Jordi contreraS

Evoco contextoS

Steamdew

Bocanadas de humo negro saliendo de la chimenea, palas partiendo el agua bajo un sol que reluce en gotas y espuma. Los pasajeros: pamelas, vestidos, trajes y bombines, miran a una y otra orilla.

Poco a poco aparecen los espacios de colinas redondeadas, laderas escarpadas y monte ralo, sin caminos ni carreteras. Aquí y allá arañan las plantas y algún que otro pino la tierra caliente, viva y rojiza.

Las alas desplegadas de un águila proyectan su sombra sobre el territorio eterno, salvaje e inexplorado, y cierta sensación de vértigo hacia lo nuevo, lo que queda por explorar, amalgama en la mente de los presentes ecos de leyendas, realidades y de todo lo que se cuenta allá en el este.

El piloto aminora la marcha porque sabe que en este punto, cuando la única creación humana del entorno es ese trozo de tecnología flotante, es cuando el viajero enfrenta su sentido de supervivencia y comodidad a la atávica sed de aventura.

Lleva mucho tiempo pilotando, sabe cómo actuar: las caras de los pasajeros lo corroboran. Juega bien sus cartas, varía la velocidad para que cada curva lleve, además de la corriente, su carga de incertidumbre y curiosidad, y que, cuando se acelere, se aleje también la certeza de que todo va bien.

Le encanta su trabajo, las manos prietas en la borda y los rostros secuestrados en el curso del río y ambas orillas son la mejor recompensa. Los amagos de grito, cuando la corriente se acelera y se lleva la embarcación y la estremece, dibujan una sonrisa de satisfacción.

Solo que hoy hay algo que no toca. Algo que hace días no estaba y que invalida el guión. Un grupo de piedras, palos y hierbas cruza de lado a lado el cauce hasta el punto de que casi emerge a la superficie. Él sabe que eso no debía estar ahí, que no se forma en tan poco tiempo…
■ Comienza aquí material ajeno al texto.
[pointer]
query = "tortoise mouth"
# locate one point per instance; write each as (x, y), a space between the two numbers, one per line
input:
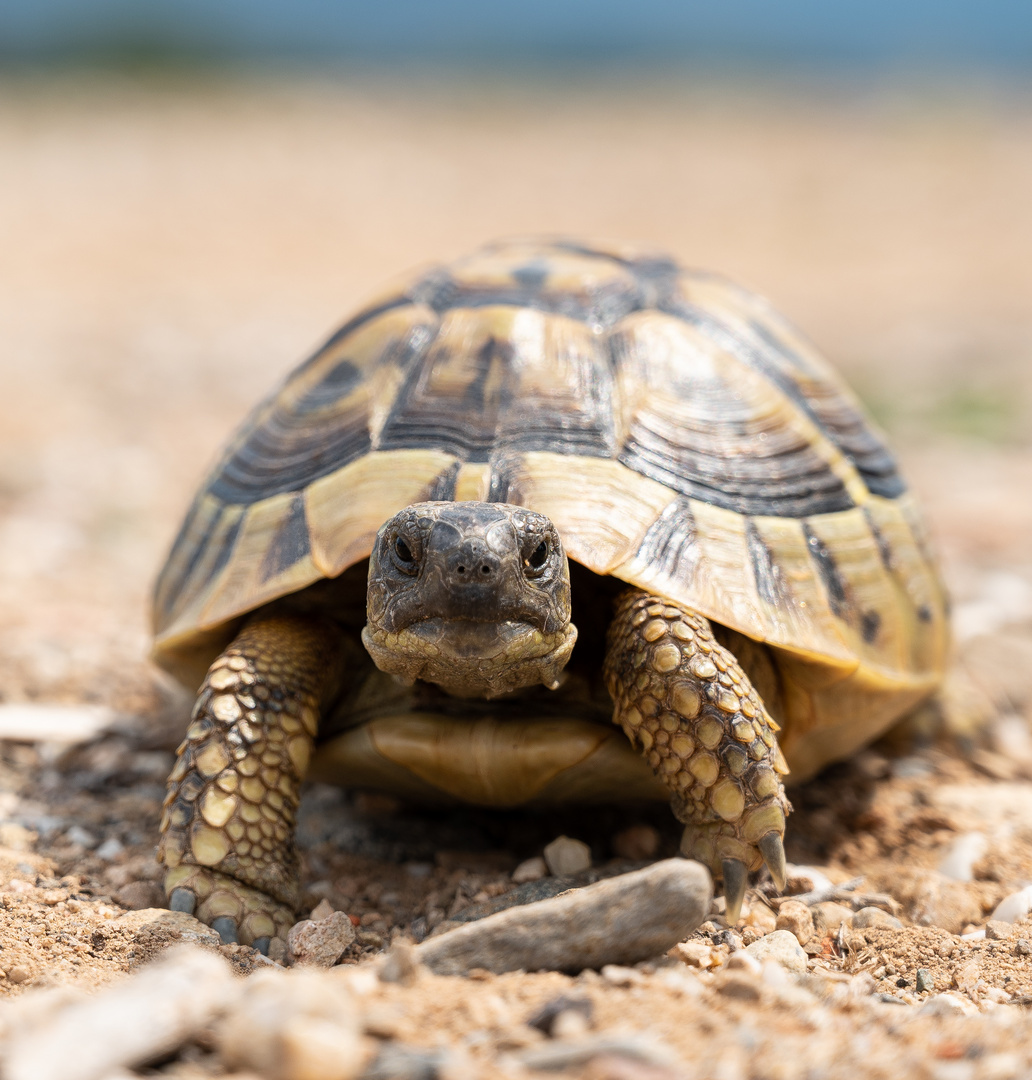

Y no importa que tire las palas atrás, que invoque a los 10000 demonios que moran en la caldera ni que intente variar el rumbo. Porque es una de esas corrientes que se aceleran y se llevan con ellas la certeza de que todo va bien… solo que esta vez su mente va con la del resto de pasajeros. Así que hace acopio de valor y reúne todo el aire que le es posible para atronar un: “¡Agárrense fuerte! ¡Vamos a chocar!”

Cae la chimenea, se quiebran las palas y el casco se abre para acoger las piedras. Apenas echa un vistazo para cerciorarse de que están a salvo y escudriña instintivamente el horizonte, sabiendo que algo llega y que si no se organizan, pronto estarán perdidos.